What are languages that take a different approach and would be useful for either practical tool choosing or theoretical understanding?
I don't feel like learning another functional language(Haskell) or another imperative OOP language(Ruby), nor do I want to practice impractical fun languages like Brainfuck.
One very interesting thing I found myself are monoiconic stack based languages like Factor.
Only when I feel I understand most concepts and have answers to all my questions, I want to start thinking about my own toy language to contain all my personal preferences.
Matters of practicality are highly subjective, so I will simply say that learning different language paradigms will only serve to make you a better programmer. What is more practical than that?
Functional, Haskell - I know you said that you didn't want to, but you should really really reconsider. You've gotten some functional exposure with Clojure and even Python, but you've not experienced it to its fullest without Haskell.

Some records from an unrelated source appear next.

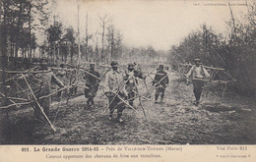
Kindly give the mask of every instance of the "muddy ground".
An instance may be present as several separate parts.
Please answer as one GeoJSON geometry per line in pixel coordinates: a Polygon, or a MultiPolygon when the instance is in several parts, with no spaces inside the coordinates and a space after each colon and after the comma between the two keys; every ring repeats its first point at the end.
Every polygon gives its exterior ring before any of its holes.
{"type": "MultiPolygon", "coordinates": [[[[171,74],[170,74],[171,75],[171,74]]],[[[33,119],[32,108],[2,112],[1,144],[256,144],[256,103],[234,93],[205,90],[200,106],[194,106],[192,85],[170,78],[164,103],[143,99],[144,117],[139,100],[138,111],[125,109],[122,124],[109,121],[106,97],[99,89],[96,105],[88,107],[83,95],[69,103],[53,102],[48,125],[33,119]],[[220,94],[220,95],[219,95],[220,94]]],[[[148,79],[147,79],[148,80],[148,79]]],[[[150,82],[150,79],[148,81],[150,82]]],[[[145,90],[141,84],[141,92],[145,90]]],[[[149,87],[150,83],[149,83],[149,87]]]]}

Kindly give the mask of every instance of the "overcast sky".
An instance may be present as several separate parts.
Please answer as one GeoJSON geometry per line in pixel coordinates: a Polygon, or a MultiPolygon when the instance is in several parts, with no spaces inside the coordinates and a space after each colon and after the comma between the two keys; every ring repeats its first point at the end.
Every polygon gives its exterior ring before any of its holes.
{"type": "MultiPolygon", "coordinates": [[[[77,30],[80,3],[81,35],[85,35],[85,20],[90,18],[90,32],[100,33],[98,17],[108,15],[111,22],[123,34],[123,42],[128,46],[149,46],[157,50],[168,50],[189,32],[199,29],[200,25],[212,26],[218,32],[228,33],[226,21],[230,12],[226,1],[216,0],[172,0],[172,1],[79,1],[56,0],[56,14],[65,26],[73,26],[77,30]],[[200,6],[196,6],[195,3],[200,6]],[[205,6],[205,4],[225,4],[225,6],[205,6]]],[[[243,3],[244,1],[231,1],[243,3]]],[[[245,6],[233,6],[237,19],[245,13],[245,6]]],[[[93,40],[94,42],[96,39],[93,40]]],[[[91,43],[93,43],[93,41],[91,43]]],[[[97,42],[100,43],[98,35],[97,42]]]]}

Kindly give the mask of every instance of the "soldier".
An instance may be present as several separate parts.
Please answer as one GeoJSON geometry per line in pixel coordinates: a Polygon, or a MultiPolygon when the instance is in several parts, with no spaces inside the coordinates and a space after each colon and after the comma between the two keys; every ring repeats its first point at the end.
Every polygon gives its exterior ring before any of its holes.
{"type": "Polygon", "coordinates": [[[158,103],[159,95],[160,95],[160,102],[162,102],[164,91],[168,85],[168,82],[169,79],[167,73],[163,71],[163,65],[160,65],[152,84],[156,84],[157,87],[155,93],[155,103],[158,103]]]}
{"type": "MultiPolygon", "coordinates": [[[[40,81],[39,84],[39,90],[37,90],[34,94],[35,97],[38,99],[42,96],[46,96],[51,93],[51,82],[55,82],[58,86],[64,87],[63,82],[51,72],[48,70],[47,66],[47,60],[42,59],[40,63],[40,74],[36,74],[37,81],[40,81]]],[[[38,103],[43,108],[43,111],[46,116],[49,115],[49,109],[50,109],[50,96],[44,97],[41,99],[38,99],[38,103]]],[[[37,104],[34,104],[34,116],[36,119],[39,119],[41,116],[39,107],[37,104]]]]}
{"type": "Polygon", "coordinates": [[[111,62],[112,70],[105,74],[105,95],[108,98],[109,120],[113,119],[113,112],[117,109],[117,121],[122,123],[122,112],[125,109],[125,103],[122,101],[127,98],[127,91],[124,88],[124,75],[118,71],[118,63],[111,62]],[[118,94],[118,95],[117,95],[118,94]]]}
{"type": "Polygon", "coordinates": [[[196,100],[194,101],[194,104],[196,106],[199,105],[200,97],[202,94],[203,86],[205,84],[206,80],[210,77],[209,73],[206,71],[206,69],[202,66],[202,63],[200,59],[195,59],[195,66],[192,66],[192,68],[189,70],[187,75],[185,76],[187,78],[187,84],[188,84],[188,79],[192,78],[192,83],[193,83],[193,92],[195,95],[196,100]]]}
{"type": "Polygon", "coordinates": [[[144,76],[141,72],[135,70],[134,66],[136,64],[128,64],[128,72],[124,78],[126,82],[125,89],[128,92],[128,101],[131,106],[133,106],[133,101],[135,99],[136,94],[138,93],[137,89],[137,79],[144,79],[144,76]]]}
{"type": "Polygon", "coordinates": [[[89,72],[85,73],[84,79],[86,80],[85,97],[88,98],[87,105],[95,104],[94,98],[96,95],[96,91],[99,85],[99,73],[96,71],[95,64],[90,64],[89,72]]]}

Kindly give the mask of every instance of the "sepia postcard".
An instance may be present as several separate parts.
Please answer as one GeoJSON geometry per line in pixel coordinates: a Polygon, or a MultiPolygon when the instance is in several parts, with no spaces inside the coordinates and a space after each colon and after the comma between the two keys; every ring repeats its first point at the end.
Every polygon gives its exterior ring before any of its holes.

If you're really against Haskell then good compromises are either ML or OCaml.
Declarative, Datalog - Many people would recommend Prolog in this slot, but I think Datalog is a cleaner example of a declarative language.
Array, J - I've only just discovered J, but I find it to be a stunning language. It will twist your mind into a pretzel. You will thank J for that.
Stack, Factor/Forth - Factor is very powerful and I plan to dig into it ASAP. Forth is the grand-daddy of the Stack languages, and as an added bonus it's simple to implement yourself. There is something to be said about learning through implementation.
Dataflow, Oz - I think the influence of Oz is on the upswing and will only continue to grow in the future.
Prototype-based, JavaScript / Io / Self - Self is the grand-daddy and highly influential on every prototype-based language. This is not the same as class-based OOP and shouldn't be treated as such. Many people come to a prototype language and create an ad-hoc class system, but if your goal is to expand your mind, then I think that is a mistake. Use the language to its full capacity. Read Organizing Programs without Classes for ideas.
Expert System, CLIPS - I always recommend this. If you know Prolog then you will likely have the upper-hand in getting up to speed, but it's a very different language.
Frink - Frink is a general purpose language, but it's famous for its system of unit conversions. I find this language to be very inspiring in its unrelenting drive to be the best at what it does. Plus... it's really fun!
Functional+Optional Types, Qi - You say you've experience with some type systems, but do you have experience with "skinnable* type systems? No one has... but they should. Qi is like Lisp in many ways, but its type system will blow your mind.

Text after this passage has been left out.